Overall, performance was mixed across pipelines, though several ULF pipelines achieved performance comparable to HF. The four best-performing combinations were SynthBA on T2 scans without SynthSR, MIDI on T2 scans without SynthSR, PyBrainAge on T1 scans with SynthSR and using FreeSurfer recon-all-clinical , and BrainageR on T1 scans with SynthSR. These showed moderate-to- strong validity ( r = 0.76–0.92, R 2 = 0.54–0.64, MAE = 6.49–8.21 years), moderate- to-strong correspondence to HF ( r = 0.84–0.93, ICC = 0.72–0.92), and excellent test-retest reliability ( r = 0.97–0.99, ICC = 0.97–0.99).
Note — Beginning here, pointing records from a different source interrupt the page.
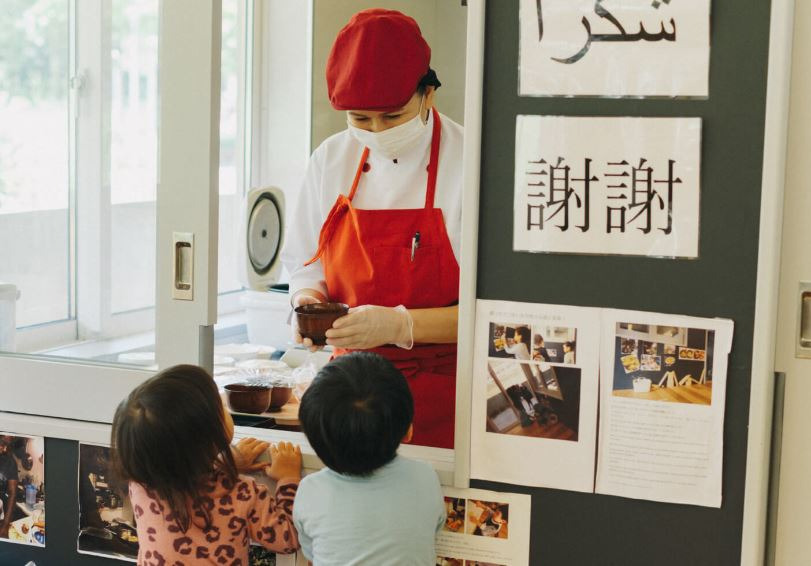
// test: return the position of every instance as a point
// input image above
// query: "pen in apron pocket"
(415, 243)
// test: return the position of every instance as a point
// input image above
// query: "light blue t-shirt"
(391, 517)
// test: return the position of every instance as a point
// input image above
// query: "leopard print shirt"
(241, 512)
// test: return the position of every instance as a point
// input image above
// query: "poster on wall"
(596, 185)
(535, 391)
(614, 48)
(106, 520)
(484, 528)
(662, 419)
(22, 489)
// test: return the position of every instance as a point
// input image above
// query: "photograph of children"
(106, 520)
(454, 514)
(691, 354)
(628, 346)
(533, 400)
(488, 519)
(22, 489)
(554, 344)
(677, 372)
(650, 363)
(261, 556)
(510, 341)
(649, 348)
(630, 363)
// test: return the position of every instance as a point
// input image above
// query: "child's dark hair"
(169, 435)
(356, 412)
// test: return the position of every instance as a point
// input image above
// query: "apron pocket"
(401, 281)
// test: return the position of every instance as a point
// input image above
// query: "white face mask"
(393, 142)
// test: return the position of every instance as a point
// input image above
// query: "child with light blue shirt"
(369, 506)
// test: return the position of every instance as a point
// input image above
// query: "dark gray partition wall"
(583, 529)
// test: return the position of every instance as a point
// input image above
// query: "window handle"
(183, 266)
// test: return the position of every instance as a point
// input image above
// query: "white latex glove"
(369, 326)
(304, 297)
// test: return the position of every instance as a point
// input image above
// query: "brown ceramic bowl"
(315, 319)
(279, 397)
(247, 398)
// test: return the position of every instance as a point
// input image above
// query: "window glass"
(34, 172)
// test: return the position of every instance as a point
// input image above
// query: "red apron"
(367, 260)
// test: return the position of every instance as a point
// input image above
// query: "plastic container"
(8, 317)
(266, 314)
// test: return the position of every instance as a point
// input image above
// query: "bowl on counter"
(315, 319)
(253, 398)
(279, 396)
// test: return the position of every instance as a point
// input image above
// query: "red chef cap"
(376, 62)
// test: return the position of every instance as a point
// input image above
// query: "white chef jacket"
(388, 184)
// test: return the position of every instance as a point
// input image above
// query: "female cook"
(377, 224)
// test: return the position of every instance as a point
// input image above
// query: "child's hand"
(246, 452)
(285, 461)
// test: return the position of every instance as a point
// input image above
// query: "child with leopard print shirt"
(171, 442)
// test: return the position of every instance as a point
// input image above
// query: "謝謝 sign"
(614, 47)
(592, 185)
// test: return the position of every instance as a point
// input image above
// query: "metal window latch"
(803, 344)
(183, 266)
(77, 81)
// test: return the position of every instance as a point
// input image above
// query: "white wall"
(443, 24)
(794, 502)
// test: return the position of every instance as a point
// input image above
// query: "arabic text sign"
(591, 185)
(615, 47)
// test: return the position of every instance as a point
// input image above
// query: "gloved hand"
(369, 326)
(304, 297)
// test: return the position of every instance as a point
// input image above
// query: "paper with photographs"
(22, 489)
(662, 418)
(484, 528)
(607, 185)
(614, 48)
(535, 391)
(106, 521)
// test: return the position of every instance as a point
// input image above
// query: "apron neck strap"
(433, 164)
(364, 156)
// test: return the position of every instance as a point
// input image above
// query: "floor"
(558, 431)
(697, 394)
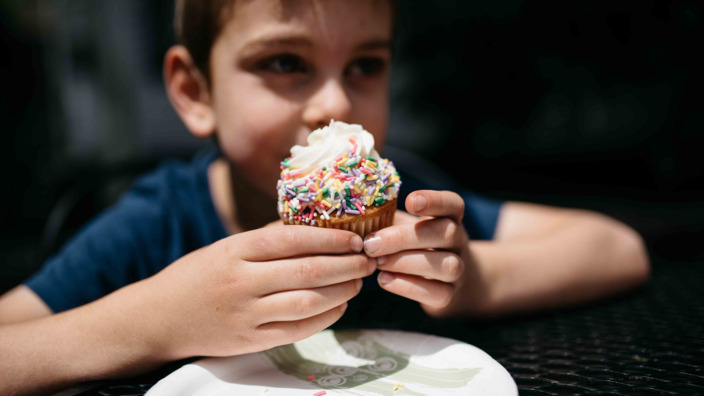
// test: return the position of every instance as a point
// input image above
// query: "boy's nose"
(331, 101)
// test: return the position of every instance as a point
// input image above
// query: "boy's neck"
(240, 205)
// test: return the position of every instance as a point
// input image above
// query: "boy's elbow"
(633, 255)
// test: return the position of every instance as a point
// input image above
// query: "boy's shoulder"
(166, 214)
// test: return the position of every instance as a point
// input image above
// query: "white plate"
(364, 362)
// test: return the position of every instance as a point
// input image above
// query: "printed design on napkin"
(354, 362)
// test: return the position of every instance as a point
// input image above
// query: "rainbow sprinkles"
(339, 173)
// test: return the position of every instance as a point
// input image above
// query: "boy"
(259, 76)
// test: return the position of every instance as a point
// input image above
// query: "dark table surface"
(649, 342)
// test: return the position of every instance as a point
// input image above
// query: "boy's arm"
(52, 352)
(245, 293)
(21, 304)
(541, 257)
(545, 257)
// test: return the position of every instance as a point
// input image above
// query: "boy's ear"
(188, 92)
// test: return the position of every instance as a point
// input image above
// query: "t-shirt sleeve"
(121, 246)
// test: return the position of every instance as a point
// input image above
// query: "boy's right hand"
(255, 290)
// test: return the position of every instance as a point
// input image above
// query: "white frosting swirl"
(329, 142)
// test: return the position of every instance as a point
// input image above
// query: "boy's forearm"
(585, 260)
(96, 341)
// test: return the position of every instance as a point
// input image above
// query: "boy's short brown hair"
(198, 23)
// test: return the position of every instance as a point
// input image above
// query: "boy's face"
(281, 69)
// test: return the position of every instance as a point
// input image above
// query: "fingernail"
(419, 203)
(372, 244)
(385, 277)
(373, 264)
(357, 244)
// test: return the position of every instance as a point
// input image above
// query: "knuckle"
(449, 228)
(452, 266)
(309, 272)
(305, 304)
(445, 296)
(359, 262)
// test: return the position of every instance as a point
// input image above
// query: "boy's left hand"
(424, 257)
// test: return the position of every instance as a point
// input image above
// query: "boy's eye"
(366, 67)
(285, 63)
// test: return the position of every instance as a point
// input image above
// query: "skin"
(277, 73)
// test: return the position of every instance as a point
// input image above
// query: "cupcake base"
(375, 218)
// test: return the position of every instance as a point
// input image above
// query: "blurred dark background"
(594, 105)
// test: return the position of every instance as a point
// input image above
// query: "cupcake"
(338, 181)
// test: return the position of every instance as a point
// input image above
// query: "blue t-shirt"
(167, 214)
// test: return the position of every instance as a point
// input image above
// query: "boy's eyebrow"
(288, 41)
(268, 42)
(375, 44)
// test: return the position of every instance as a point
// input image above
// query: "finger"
(431, 293)
(435, 233)
(301, 304)
(402, 217)
(289, 241)
(432, 264)
(436, 204)
(281, 333)
(310, 272)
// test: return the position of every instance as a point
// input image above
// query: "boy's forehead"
(329, 20)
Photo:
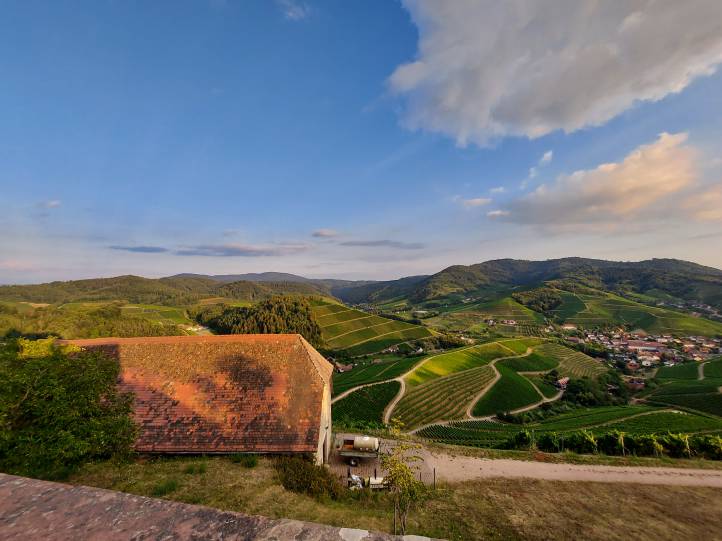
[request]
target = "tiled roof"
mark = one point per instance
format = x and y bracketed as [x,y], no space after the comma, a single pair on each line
[32,509]
[220,394]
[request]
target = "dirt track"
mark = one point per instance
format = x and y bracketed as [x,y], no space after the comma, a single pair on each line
[463,468]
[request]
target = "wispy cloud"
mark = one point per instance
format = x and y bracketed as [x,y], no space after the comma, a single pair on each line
[140,249]
[612,193]
[384,244]
[294,10]
[473,202]
[325,233]
[241,250]
[487,69]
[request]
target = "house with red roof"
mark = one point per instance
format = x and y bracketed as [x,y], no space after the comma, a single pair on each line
[243,393]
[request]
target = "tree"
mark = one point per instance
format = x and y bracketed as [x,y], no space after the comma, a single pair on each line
[59,408]
[399,463]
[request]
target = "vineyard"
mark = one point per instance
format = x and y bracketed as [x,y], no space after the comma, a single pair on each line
[371,372]
[457,361]
[443,398]
[680,371]
[511,392]
[713,369]
[629,419]
[360,333]
[572,363]
[365,405]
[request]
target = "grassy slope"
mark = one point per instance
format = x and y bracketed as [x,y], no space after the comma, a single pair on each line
[359,333]
[457,361]
[511,392]
[489,509]
[371,372]
[367,404]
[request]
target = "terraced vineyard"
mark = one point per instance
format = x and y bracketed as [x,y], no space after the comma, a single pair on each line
[713,369]
[359,333]
[572,363]
[457,361]
[511,392]
[442,398]
[629,419]
[365,405]
[680,371]
[372,372]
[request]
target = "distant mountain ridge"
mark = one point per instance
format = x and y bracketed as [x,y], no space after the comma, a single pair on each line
[676,278]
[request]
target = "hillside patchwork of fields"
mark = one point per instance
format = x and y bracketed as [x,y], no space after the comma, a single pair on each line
[359,333]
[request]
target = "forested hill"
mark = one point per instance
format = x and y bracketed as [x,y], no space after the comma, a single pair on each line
[175,291]
[660,277]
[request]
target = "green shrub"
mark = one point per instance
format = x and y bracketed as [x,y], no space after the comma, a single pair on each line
[165,487]
[247,461]
[304,477]
[196,468]
[581,442]
[58,410]
[612,443]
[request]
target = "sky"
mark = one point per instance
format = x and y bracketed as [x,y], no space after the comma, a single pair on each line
[368,139]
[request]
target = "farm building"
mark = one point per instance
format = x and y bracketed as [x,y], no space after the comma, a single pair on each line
[225,394]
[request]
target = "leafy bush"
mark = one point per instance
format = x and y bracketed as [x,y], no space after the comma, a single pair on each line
[305,477]
[165,487]
[247,461]
[58,410]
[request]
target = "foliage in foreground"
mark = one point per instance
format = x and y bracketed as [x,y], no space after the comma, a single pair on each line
[59,409]
[305,477]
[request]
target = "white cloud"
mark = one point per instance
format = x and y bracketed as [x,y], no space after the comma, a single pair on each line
[612,193]
[475,202]
[325,233]
[294,10]
[488,69]
[50,204]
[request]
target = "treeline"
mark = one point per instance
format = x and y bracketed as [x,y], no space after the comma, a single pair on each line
[277,315]
[176,291]
[620,443]
[104,320]
[541,299]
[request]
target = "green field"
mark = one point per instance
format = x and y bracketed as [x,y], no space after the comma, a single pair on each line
[457,361]
[371,372]
[511,392]
[365,405]
[571,363]
[713,369]
[157,314]
[606,309]
[534,362]
[442,398]
[360,333]
[680,371]
[629,419]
Moreover, some anisotropic acquisitions achieved comparable validity and reliability to MRR images when tested with the best-performing model, SynthBA ( R 2 = 0.57–0.62, ICC [CI] = 0.99 [0.97– 1.00], for coronal T2).

Conclusion

This first systematic evaluation of brain-age at ULF demonstrates that accurate and reliable estimates can be achieved across multiple pipelines, with- out necessarily requiring image enhancement. Performance depended on the combination of model, scan type, and preprocessing. ULF brain-age estimation could be a practical and scalable tool for clinical decision-making, population research, and long-term patient monitoring, thereby helping to make advanced neuroimaging biomarkers more accessible worldwide.